Als Brainiac sich im All kurz die Füße vertritt, greift Superman an – aber vergebens, denn Brainiac hat einen undurchdringlichen Schutzschild. Auch sein Raumschiff bleibt unbeschädigt, obwohl Superman so ziemlich alles danach wirft, was im All herumtreibt. Dann hat er die Idee: Er kehrt nach Metropolis zurück, lässt sich mit der Stadt verkleinern und an Bord des Schiffes holen.

Der kleine Superman bricht aus, versteckt sich in einer anderen Flasche und stellt fest, dass er in Kandor ist – der ehemaligen Hauptstadt seines Heimatplaneten Krypton. Dank eines Wissenschaftlers und eines metallfressenden Riesenmaulwurfs entkommt er und während Brainiac schläft, bringt Superman die Städte wieder zurück auf Normalgröße und auf die Erde.

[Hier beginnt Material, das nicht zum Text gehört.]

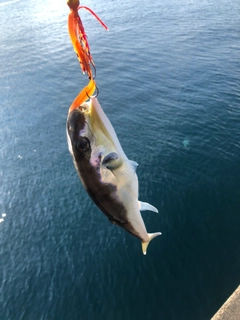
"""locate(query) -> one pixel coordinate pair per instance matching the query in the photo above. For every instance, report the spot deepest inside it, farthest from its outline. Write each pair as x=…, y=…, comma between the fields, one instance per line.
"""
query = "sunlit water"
x=169, y=79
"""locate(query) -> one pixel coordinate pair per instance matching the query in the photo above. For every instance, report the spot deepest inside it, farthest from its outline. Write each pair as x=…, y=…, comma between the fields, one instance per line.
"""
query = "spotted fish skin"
x=106, y=173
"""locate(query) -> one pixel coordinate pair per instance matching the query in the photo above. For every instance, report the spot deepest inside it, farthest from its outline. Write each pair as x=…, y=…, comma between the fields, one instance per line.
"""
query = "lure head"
x=73, y=4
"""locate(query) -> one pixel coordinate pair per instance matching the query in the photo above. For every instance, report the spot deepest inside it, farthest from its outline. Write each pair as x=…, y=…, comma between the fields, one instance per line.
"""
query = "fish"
x=106, y=173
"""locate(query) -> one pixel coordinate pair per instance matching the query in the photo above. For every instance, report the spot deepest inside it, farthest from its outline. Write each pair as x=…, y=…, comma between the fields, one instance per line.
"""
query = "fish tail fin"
x=150, y=237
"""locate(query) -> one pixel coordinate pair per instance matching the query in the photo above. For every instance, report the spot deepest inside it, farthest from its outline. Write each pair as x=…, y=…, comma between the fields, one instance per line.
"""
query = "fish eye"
x=83, y=144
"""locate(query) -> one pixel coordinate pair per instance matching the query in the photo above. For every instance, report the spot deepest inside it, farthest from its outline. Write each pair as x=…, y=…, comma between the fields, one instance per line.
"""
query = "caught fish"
x=106, y=173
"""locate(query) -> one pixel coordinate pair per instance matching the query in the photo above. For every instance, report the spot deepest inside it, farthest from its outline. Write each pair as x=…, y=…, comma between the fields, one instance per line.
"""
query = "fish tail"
x=150, y=237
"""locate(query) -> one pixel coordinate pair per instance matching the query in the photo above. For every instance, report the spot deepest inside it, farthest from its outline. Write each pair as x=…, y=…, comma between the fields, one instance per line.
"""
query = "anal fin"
x=146, y=206
x=150, y=237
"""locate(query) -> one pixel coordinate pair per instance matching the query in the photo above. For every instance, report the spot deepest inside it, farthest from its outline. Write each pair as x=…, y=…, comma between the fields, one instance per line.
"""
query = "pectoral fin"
x=150, y=236
x=112, y=161
x=146, y=206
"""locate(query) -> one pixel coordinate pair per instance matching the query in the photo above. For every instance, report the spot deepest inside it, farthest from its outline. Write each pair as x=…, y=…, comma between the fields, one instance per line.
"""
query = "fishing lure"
x=107, y=174
x=82, y=49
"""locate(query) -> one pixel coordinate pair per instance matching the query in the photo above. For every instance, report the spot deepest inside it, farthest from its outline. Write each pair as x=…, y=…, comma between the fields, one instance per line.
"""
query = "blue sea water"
x=168, y=73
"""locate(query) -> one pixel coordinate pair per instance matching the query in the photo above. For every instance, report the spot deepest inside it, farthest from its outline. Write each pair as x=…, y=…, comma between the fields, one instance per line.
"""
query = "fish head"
x=92, y=138
x=80, y=138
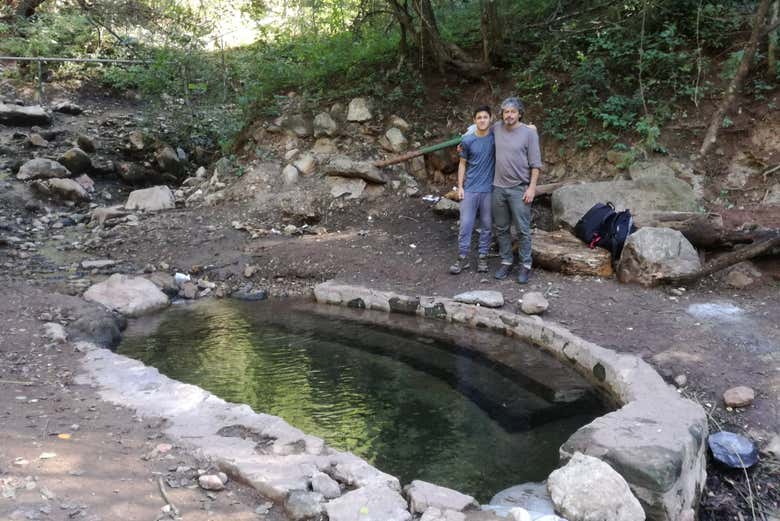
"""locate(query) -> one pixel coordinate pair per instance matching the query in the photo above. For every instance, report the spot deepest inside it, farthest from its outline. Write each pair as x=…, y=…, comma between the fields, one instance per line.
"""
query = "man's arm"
x=461, y=176
x=535, y=162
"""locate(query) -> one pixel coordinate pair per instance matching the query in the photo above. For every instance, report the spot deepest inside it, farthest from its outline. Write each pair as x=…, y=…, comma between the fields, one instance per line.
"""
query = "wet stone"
x=739, y=396
x=733, y=450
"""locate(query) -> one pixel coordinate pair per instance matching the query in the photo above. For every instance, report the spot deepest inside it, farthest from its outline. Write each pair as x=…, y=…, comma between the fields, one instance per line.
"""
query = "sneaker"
x=525, y=274
x=459, y=265
x=503, y=271
x=482, y=264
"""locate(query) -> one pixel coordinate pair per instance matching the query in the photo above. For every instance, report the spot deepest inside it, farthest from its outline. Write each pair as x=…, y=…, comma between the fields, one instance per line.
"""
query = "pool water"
x=410, y=403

Am Ende steht er vor der Entscheidung, entweder sich selbst oder Kandor wieder groß zu machen, aber der Wissenschaftler nimmt ihm die Entscheidung ab und Kandor bleibt klein. Superman bringt die Flaschenstadt in seine Festung der Einsamkeit. Die Wiederherstellung wird vertagt. Und der Superman-Mythos ist nicht nur um einen Schurken reicher, sondern auch um das wichtigste Souvenir.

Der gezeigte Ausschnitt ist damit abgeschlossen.